Again, the default behavior of the File content type is to prompt users to download the file when they click on the download link (or access the absolute URL).  Plone accomplishes this by setting a Content-Disposition: attachment option in the headers where it informs the client of the file name it should save the file as.  This is a bit of a drag as browsers that support direct playback of audio files in-browser won't show the nice embedded audio player, and it isn't much of a win for the user since he can always right-click and download the file.

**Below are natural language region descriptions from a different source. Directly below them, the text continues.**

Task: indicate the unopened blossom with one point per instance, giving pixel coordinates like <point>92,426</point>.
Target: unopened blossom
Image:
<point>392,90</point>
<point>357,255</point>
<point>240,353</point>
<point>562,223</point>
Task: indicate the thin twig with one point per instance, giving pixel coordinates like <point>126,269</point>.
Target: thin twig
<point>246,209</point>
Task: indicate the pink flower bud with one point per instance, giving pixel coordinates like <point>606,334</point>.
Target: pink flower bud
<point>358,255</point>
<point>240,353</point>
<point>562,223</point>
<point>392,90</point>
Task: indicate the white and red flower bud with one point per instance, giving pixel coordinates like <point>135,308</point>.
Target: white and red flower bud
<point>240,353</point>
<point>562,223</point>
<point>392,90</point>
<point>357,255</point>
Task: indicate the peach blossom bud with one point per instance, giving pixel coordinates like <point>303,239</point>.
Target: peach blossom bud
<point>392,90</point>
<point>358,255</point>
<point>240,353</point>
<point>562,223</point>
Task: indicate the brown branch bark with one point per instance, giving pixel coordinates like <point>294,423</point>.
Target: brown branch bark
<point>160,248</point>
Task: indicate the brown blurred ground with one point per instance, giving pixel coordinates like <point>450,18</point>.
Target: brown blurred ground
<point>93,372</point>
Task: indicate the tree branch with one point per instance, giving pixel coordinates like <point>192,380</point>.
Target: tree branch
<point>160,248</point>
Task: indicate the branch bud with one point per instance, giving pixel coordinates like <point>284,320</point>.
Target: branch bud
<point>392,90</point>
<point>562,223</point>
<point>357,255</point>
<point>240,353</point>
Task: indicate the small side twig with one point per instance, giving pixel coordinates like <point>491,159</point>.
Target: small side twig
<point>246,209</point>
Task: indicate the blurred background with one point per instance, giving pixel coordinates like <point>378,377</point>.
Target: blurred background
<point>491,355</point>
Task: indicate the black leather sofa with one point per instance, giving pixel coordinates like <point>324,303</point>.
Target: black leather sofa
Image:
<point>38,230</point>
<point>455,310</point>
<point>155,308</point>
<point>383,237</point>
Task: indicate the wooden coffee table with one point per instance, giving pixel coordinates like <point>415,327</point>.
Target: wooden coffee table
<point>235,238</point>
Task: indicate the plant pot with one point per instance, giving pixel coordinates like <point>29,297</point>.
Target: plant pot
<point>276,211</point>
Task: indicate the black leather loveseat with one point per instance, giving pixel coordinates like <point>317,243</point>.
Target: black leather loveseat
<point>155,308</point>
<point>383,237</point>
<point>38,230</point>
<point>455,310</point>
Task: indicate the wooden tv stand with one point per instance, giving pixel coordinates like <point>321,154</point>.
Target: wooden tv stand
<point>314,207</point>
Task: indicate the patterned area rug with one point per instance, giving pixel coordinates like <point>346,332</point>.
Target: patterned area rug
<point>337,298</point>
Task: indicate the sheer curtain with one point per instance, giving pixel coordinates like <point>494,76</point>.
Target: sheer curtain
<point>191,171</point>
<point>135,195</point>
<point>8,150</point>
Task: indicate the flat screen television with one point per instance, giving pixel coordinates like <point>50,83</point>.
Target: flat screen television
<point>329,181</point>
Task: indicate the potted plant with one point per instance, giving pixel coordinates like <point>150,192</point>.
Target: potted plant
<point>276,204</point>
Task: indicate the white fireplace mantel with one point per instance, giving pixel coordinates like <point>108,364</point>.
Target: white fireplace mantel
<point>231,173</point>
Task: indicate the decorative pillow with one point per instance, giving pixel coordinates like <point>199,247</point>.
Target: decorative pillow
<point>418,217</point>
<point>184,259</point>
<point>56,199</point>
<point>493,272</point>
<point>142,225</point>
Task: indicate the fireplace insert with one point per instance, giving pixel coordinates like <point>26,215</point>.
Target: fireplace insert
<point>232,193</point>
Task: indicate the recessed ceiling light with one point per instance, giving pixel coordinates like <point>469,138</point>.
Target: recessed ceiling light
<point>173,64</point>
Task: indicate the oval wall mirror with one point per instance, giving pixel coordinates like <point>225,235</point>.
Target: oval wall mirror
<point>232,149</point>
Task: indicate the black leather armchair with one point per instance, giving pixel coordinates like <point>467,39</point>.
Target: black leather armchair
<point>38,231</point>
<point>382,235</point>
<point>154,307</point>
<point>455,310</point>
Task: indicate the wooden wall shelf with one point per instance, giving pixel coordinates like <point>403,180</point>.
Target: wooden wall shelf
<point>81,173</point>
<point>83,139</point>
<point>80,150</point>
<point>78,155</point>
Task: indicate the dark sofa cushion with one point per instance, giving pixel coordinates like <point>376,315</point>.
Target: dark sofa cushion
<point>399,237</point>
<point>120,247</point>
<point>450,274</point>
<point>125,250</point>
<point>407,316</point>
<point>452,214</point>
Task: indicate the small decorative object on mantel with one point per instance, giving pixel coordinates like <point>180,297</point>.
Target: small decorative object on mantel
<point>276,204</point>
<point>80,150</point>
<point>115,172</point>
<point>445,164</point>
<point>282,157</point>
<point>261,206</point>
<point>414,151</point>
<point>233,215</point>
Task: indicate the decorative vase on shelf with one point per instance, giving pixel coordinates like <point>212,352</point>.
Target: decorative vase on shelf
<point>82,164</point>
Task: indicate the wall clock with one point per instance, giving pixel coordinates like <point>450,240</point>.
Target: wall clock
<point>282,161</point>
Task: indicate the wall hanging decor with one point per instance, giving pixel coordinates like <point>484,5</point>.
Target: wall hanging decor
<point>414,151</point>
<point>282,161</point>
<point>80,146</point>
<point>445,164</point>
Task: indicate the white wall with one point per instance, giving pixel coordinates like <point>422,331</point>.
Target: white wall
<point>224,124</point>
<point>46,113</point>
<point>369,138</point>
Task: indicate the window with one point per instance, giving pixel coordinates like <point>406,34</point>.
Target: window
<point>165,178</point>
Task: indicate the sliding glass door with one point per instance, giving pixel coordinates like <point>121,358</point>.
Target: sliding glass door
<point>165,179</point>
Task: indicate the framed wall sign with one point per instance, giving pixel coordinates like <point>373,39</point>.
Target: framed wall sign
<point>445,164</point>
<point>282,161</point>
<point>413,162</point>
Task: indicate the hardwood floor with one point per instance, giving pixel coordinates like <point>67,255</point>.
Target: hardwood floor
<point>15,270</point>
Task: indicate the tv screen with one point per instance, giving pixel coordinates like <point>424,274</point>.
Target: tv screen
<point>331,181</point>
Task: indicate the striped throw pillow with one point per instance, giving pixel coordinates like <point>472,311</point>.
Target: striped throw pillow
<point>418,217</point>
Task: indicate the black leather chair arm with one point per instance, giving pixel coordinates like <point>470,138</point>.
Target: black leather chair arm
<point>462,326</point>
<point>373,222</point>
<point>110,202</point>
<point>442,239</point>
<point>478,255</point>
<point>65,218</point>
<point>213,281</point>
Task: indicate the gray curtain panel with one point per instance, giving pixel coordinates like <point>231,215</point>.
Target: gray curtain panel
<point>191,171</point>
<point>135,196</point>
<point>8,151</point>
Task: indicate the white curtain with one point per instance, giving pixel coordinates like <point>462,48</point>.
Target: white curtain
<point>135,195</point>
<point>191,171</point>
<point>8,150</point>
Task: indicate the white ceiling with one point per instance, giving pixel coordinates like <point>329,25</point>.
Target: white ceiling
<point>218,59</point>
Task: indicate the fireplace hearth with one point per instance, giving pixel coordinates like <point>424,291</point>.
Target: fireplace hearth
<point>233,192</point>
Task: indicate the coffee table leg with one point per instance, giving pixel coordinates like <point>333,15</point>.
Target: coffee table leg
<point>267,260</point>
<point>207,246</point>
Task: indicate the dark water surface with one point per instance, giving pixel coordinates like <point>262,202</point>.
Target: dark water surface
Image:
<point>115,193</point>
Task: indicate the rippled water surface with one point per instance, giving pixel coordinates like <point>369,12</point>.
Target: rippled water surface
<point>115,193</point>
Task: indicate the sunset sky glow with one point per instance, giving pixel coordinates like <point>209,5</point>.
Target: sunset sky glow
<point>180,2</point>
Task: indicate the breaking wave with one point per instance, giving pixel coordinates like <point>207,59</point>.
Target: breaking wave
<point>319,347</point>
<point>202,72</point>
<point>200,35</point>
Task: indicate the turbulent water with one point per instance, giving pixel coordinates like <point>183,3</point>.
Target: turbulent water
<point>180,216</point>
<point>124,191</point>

So we're going to surgically neuter that, right before we store the retrieved file in the cache:

sub vcl_fetch {
    if (beresp.http.Content-Type ~ "audio/") {
        set beresp.http.Content-Disposition = regsub(beresp.http.Content-Disposition, "attachment; ", "inline; ");
    }
}

Enable direct streaming for Android 2.3 and older devices

The Content-Disposition: inline header causes older Android devices to act funky -- if it is present at all, tapping on the file link does nothing at all.  To prevent this from happening, we are going to surgically alter the response headers on-the-fly, without altering the cached object in the proxy cache.  This is how:

sub vcl_deliver {
  if (resp.http.Content-Type ~ "audio/"
      && req.http.User-Agent ~ "Android (2.1|2.2|2.3)")
    {
          remove resp.http.Content-Disposition;
    }
}

Note how we alter the headers during the deliver phase rather than during the request or the backend response processing phases. This is what you want in this case.